Recommended Air Handling Systems for Food Production
FOOD PRODUCTION AIR HANDLING SYSTEMS
MARCH 28, 2013
Controlled Environment has a significant amount of time spent in food production facilities analyzing ventilation systems. One of the items at the top of the list that needs attention at most facilities is the type of air handling equipment and how it is applied.
PROPER AIRFLOW BALANCE:
A fairly significant design flaw that we encounter in air handling units that supply cooling (DX and/or ammonia systems) are recycling air from the room even when there is process exhaust air being taken out of the room. The result is a negative condition in the room which of course can cause contaminated air, dirt and insects to be drawn in from outside the facility or from contaminated areas inside the facility. A typical example: if there is a requirement for 50 tons of cooling in a production facility and there is 10,000 cfm of exhaust. Frequently what we see is that the 50 ton air handling unit is recycling air from the room and only bringing in about 10% outside fresh air of the air quantity being handled by the unit; which in this case could be 2,000 cfm. So, in this production room, they are bringing in 8,000 cfm of uncontrolled air from potentially contaminated areas. Most companies that supply air handling units, design their units for recycled air and if one requests a unit that brings in 100% outside air, the prices for these units are significantly higher.
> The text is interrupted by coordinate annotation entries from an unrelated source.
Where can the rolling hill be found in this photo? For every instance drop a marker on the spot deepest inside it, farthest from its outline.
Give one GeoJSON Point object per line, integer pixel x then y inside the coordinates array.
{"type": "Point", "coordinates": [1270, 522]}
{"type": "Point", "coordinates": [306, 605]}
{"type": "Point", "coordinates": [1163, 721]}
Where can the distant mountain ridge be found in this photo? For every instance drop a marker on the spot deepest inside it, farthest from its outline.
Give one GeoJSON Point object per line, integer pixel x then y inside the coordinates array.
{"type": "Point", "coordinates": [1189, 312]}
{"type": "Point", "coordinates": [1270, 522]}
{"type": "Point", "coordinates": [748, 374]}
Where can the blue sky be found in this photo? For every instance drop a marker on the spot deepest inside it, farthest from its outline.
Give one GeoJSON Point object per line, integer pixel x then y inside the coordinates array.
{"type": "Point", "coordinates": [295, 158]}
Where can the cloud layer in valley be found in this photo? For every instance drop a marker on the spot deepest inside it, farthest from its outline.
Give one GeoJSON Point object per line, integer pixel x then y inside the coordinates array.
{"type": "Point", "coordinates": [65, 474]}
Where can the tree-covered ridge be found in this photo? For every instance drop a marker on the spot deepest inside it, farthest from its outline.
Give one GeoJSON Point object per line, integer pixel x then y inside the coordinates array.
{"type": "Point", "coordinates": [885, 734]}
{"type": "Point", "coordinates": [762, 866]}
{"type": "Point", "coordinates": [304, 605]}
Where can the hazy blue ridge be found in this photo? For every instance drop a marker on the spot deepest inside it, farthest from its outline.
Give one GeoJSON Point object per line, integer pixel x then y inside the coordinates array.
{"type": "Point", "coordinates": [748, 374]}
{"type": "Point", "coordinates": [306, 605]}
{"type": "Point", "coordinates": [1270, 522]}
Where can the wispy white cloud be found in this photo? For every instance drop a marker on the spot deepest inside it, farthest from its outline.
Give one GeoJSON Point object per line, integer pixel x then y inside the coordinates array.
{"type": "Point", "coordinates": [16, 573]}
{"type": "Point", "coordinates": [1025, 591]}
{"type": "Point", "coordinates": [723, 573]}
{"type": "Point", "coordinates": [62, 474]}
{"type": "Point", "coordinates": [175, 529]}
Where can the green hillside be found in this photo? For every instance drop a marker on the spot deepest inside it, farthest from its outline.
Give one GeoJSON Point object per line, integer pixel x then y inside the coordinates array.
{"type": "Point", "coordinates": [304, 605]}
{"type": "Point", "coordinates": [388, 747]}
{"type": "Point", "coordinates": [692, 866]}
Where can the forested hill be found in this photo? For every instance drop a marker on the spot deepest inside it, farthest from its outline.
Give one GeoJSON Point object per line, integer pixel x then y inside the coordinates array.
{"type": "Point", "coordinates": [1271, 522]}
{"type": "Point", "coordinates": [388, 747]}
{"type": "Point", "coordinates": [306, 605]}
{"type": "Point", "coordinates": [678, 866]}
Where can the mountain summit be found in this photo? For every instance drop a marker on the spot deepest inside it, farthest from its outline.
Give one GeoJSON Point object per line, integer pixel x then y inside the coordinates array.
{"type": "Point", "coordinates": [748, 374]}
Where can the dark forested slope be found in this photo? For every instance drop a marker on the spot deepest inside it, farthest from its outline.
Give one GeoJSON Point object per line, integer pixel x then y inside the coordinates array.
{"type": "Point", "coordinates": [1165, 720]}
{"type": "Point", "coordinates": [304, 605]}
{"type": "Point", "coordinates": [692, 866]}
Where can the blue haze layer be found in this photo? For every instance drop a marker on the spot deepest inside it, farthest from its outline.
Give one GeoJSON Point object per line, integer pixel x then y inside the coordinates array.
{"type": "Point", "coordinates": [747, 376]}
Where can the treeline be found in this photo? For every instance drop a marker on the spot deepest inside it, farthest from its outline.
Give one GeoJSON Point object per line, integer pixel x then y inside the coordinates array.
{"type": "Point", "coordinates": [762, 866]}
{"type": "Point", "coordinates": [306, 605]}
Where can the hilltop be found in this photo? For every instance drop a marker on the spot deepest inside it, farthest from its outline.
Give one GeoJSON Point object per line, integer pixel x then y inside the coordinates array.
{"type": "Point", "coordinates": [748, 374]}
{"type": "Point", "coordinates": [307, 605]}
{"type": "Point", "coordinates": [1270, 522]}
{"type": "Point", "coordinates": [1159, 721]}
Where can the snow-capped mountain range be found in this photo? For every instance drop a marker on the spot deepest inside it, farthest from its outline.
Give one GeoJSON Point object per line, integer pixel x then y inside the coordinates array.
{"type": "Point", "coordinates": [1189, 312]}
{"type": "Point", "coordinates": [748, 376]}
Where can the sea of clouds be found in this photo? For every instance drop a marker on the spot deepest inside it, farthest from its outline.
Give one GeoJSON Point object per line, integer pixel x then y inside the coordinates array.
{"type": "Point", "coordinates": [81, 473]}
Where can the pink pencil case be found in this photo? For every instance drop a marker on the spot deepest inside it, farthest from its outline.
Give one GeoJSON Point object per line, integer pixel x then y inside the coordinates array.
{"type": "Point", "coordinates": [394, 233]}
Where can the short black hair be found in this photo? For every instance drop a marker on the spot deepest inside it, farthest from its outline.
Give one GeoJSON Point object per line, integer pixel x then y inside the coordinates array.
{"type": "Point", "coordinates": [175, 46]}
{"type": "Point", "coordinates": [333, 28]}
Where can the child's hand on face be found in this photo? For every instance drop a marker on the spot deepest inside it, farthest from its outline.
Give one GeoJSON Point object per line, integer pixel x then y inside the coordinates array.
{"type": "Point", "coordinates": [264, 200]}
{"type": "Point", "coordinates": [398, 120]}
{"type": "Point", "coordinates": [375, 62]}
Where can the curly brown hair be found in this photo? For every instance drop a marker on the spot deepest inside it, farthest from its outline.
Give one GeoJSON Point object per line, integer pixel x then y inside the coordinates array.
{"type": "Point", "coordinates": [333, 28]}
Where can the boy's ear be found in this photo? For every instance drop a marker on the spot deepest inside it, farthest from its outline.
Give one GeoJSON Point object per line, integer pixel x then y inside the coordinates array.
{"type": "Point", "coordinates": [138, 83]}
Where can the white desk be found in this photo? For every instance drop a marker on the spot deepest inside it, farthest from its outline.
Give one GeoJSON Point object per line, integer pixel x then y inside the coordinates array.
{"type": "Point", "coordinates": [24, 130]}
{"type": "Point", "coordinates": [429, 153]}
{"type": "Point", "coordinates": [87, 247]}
AIRFLOW FILTRATION DESIGN:
The other significant design flaw we see with air handling units is that the filtration is on the inlet of the unit only. This approach has pretty much been accepted for years and even today; the new units being installed only have filtration on the inlet. New research going on today highly recommends having filtration on the inlet and the outlet as follows: MERV 12 on the inlet and a MERV 17 on the outlet of filtration systems. This definitely applies to air handling units that recycle air for heating and cooling, however, it is highly recommended for air handling units that bring in 100% of its air from outside.The reason this has become important is that the air handling unit is an enclosure that can contain moisture; and both cooling units and heating units can contain moisture. The moisture is an important part of growing, for example, salmonella.
In a food production area in a facility, cleaning and sterilizing is done consistently and daily. How often, however, have we seen the cleaning crew go inside of an air handling unit? Not often! Contaminants can start to grow inside the air handling units, and be picked up and blown back into the production facility. And just a note, salmonella can be airborne, along with many other types of contaminants. As a summary; a filtration system should be on the inlet and outlet of any air handling system within a food production facility.